If improving your image quality is your priority, it's likely that your money would be better spent on a high quality lens.  

And of course, improving the photographers is almost always the best way to improve the photos...so you could invest in some good books, maybe a class etc.


----------



## analog.universe (Sep 21, 2011)

The 50d does have better ISO performance than the 1000d, but ISO performance is one of those things that improves with time as well, and the 50d isn't exactly new.  Canon's newer bodies do a bit better with ISO, but certainly not for the price you've mentioned.  The ergonomics alone to me would be worth the upgrade, but I feel like I tend to put more emphasis on that kind of thing than other photogs do.  As Mike said though, be sure you're aware of which quality elements are the responsibility of the body, and which are the lens.  As far bang for the buck, glass usually gives you the most significant quality improvement, but it won't do anything for your ISO.  (having a nice fast prime like a Sigma 50 1.4 would reduce your need for better ISO performance however)


----------



## mangtarn (Sep 26, 2011)

thank you all for your replies, I am going with a 50d afterall. im also getting a 17-85 IS USM lens to go with it. a 50mm prime would be next on the list. i am very fond of photography and the main reason why i feel the need for a better camera is because my 1000d is not delivering some shots that i would like.


----------



## Big Mike (Sep 26, 2011)

> the main reason why i feel the need for a better camera is because my 1000d is not delivering some shots that i would like.

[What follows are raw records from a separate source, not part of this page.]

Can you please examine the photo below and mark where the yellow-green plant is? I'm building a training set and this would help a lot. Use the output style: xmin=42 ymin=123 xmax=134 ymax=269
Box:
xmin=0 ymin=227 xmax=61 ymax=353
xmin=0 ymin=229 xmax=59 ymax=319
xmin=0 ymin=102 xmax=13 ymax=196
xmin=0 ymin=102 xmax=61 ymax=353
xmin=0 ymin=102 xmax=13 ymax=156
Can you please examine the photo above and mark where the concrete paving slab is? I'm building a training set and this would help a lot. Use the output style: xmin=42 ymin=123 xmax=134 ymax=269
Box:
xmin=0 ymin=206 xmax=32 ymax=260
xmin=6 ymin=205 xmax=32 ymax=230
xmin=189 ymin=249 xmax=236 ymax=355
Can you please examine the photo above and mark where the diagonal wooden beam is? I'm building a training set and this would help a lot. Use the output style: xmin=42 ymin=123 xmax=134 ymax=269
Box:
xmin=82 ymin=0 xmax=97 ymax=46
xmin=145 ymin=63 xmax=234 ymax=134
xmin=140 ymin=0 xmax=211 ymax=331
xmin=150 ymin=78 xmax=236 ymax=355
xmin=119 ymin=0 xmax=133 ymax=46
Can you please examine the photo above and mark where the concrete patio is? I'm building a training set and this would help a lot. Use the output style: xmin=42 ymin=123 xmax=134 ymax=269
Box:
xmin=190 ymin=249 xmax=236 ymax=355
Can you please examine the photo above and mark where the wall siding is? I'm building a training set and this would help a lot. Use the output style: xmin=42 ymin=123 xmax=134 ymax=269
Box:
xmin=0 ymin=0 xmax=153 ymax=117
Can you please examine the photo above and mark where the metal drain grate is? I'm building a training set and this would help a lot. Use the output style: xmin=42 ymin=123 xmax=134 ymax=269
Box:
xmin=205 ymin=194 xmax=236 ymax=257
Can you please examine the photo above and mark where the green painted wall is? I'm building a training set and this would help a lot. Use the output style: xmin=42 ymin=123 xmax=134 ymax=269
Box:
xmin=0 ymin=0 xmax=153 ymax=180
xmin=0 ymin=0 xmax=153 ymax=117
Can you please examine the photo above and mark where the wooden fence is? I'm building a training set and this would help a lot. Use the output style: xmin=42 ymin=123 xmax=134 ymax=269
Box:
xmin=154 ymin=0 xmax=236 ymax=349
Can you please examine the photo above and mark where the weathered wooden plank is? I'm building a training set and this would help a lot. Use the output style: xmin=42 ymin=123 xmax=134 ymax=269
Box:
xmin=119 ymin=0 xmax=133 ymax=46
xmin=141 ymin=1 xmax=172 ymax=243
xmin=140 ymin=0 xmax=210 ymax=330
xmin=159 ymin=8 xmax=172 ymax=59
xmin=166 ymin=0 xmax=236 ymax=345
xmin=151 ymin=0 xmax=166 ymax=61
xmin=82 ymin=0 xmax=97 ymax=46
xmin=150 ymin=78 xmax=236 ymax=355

Don't make the (all too common) mistake of thinking that getting new equipment is going to make your photos better.  
Often, better understanding and better techniques will take you farther than simple upgrading your gear.  

But, being happy & comfortable with you camera and it's capabilities can also help you photography, and the 50D is technically a better camera, so have fun with it.


----------



## Robin Usagani (Sep 26, 2011)

dude, stretch your budget to around $850-$950 and get your self a 5D classic.  No brainer choice.


----------



## BuS_RiDeR (Sep 26, 2011)

I own a 50D and absolutely love it. Although I am no great photographer... yet... I am constantly learning.... This camera (the 50D) has a lot to offer... especially for the price.

But, as mentioned before...  Investing in better lenses and other equipment will probably help more than upgrading your camera.


----------



## mangtarn (Sep 26, 2011)

Big Mike said:


> Don't make the (all too common) mistake of thinking that getting new equipment is going to make your photos better.


 I am fully aware of that. The main reason i feel the need is mostly for indoor low light situations like sports and theater (which you can't use a flash for). i am also getting a 17-85 with the camera, which is better than both lens i have right now.
as for me i'll try and get out there as much as possible so i can fully utilize the capabilities of the 50D. (cliche)


----------



## Big Mike (Sep 26, 2011)

> The main reason i feel the need is mostly for indoor low light situations like sports and theater


In that case, I'd also suggest getting a 'fast' lens.  The 50mm F1.8 or F1.4....the 85mm F1.8  etc.


----------



## analog.universe (Sep 26, 2011)

Big Mike said:


> > The main reason i feel the need is mostly for indoor low light situations like sports and theater
> 
> 
> In that case, I'd also suggest getting a 'fast' lens.  The 50mm F1.8 or F1.4....the 85mm F1.8  etc.



Totally agree with this.

The Canon 17-85mm you're looking at is f/5.6 at 85.  The 85mm 1.8 will let in ~10 times more light than this (3 1/3 stops)... that's ISO 3200 vs. 320 at the same shutter speed.  This is a much more significant difference than you will notice upgrading bodies.


----------